The success of bosminids and the associated decline of D. longispina-complex suggests that regional stressors affecting low-nutrient, hard-water lakes are principally altering zooplankton structure. This may result in poorer quality food for secondary consumers. Bosminids have much lower phosphorus and calcium content than Daphnia sp. (Schulz and Sterner 1999; Jeziorski and Yan 2006). Thus, a large bosminid increase across decades could negatively alter lake food webs, affecting energy and nutrient transfers to higher trophic levels. However, the lack of fish population measures through time makes it impossible to reconcile our findings in light of potential predation pressure on zooplankton by planktivorous fish. Given similar zooplankton trajectories between impact and reference lakes, but presumably different predation regimes (i.e. fish population dynamics and predation intensity) and different overall water quality, suggests that the ultimate mechanism is not related solely to top-down or bottom-up forces (Davidson et al. 2010; Armstrong and Kurek 2018). The notable changes in the intermediate trophic level we report are likely derived from shifts in the epilimnion between mixing periods. Thermal stratification in northwestern New Brunswick is likely now preceded by a progressively shorter ice-cover period (Patterson and Swindles 2014; Lavery et al. 2014). This can affect the pelagic zone through transformations in thermal structure, mixing depth, and possibly enhanced production of organisms (Thompson et al. 2005; Adrian et al. 2009). Given the dominance of the bosminids (between 70 and 90%) compared to other pelagic grazers at all our study lakes in recent times, important ecological thresholds may have been surpassed decades ago. Our observations and interpretations are consistent with the findings of Vogt et al. (2011) that recognizes that energy inputs are disproportionately affecting the pelagic zone across many lakes in recent decades.

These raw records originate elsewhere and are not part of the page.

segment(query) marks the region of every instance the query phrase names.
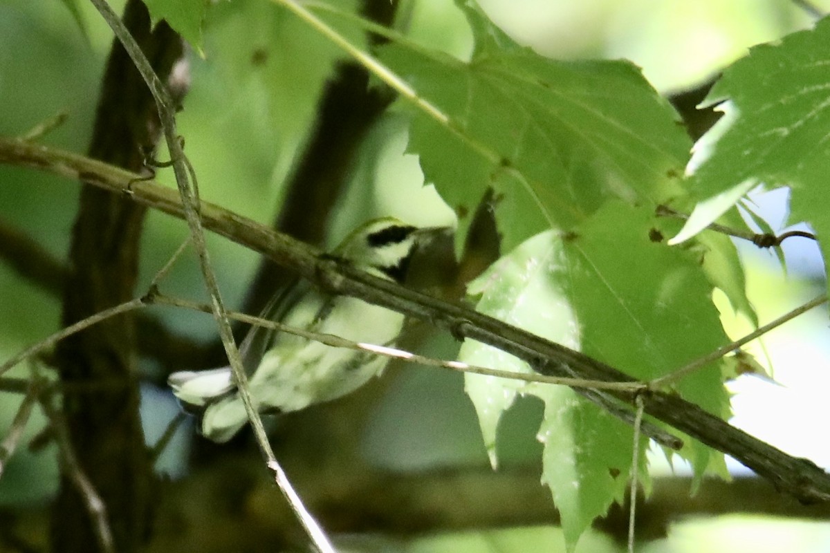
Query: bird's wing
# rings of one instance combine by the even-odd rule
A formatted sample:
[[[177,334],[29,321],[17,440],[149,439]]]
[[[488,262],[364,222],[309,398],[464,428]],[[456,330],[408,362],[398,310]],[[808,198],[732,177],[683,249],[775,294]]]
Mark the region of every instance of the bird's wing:
[[[274,294],[260,313],[260,318],[266,321],[282,321],[286,318],[286,313],[297,305],[310,289],[311,285],[308,281],[297,279]],[[242,364],[248,376],[251,376],[259,366],[262,356],[271,347],[277,334],[279,331],[273,328],[251,326],[239,347],[239,354],[242,357]]]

In conclusion, despite the a priori defined lake designations as impact or reference, all of our relatively low-nutrient lakes exhibited pronounced shifts in the composition, richness, and body size of cladoceran communities. Sedimentary pigment trends indicated the most striking changes occurred in Lac Unique, and to a much lesser degree at one reference site, First Lake. The broad similarity in recent cladoceran compositional shifts (not the exact timing) across sites provides evidence that conditions in the pelagic zone have changed substantially. We interpret these ecological signals as a result of the indirect effects of climate warming and are able to rule out other potential drivers related to the legacy of regional acidification and dissolved Ca declines observed in some maritime lakes from southern Nova Scotia (Table 1; Harris et al. 2006; Korosi et al. 2013b). Climate change disproportionately impacts the pelagic zone through alterations of the length of the growing season and changes to lake thermal properties. Given the far-reaching effects of this stressor, it is likely that other relatively pristine Canadian maritime lakes are experiencing similar shifts in thermal properties and ecological structure of zooplankton communities (Harris et al. 2006; Korosi et al. 2013b; Armstrong and Kurek 2018). As exhibited by the recent cyanobacteria blooms at Lac Unique, systems that experienced past impacts such as nutrient loading related to watershed disturbance may exhibit more pronounced shifts in trophic structure as climate change intensifies. The ubiquity of the rise of bosminids across systems suggests that this organism may prove to be a useful bioindicator of shifting conditions in the pelagic zone of low-nutrient, hard-water lakes from maritime Canada (Armstrong and Kurek 2018). Overall, our findings suggest that lakes in northwestern NB with good water quality are exhibiting ecological shifts likely associated with post-20th century climate warming.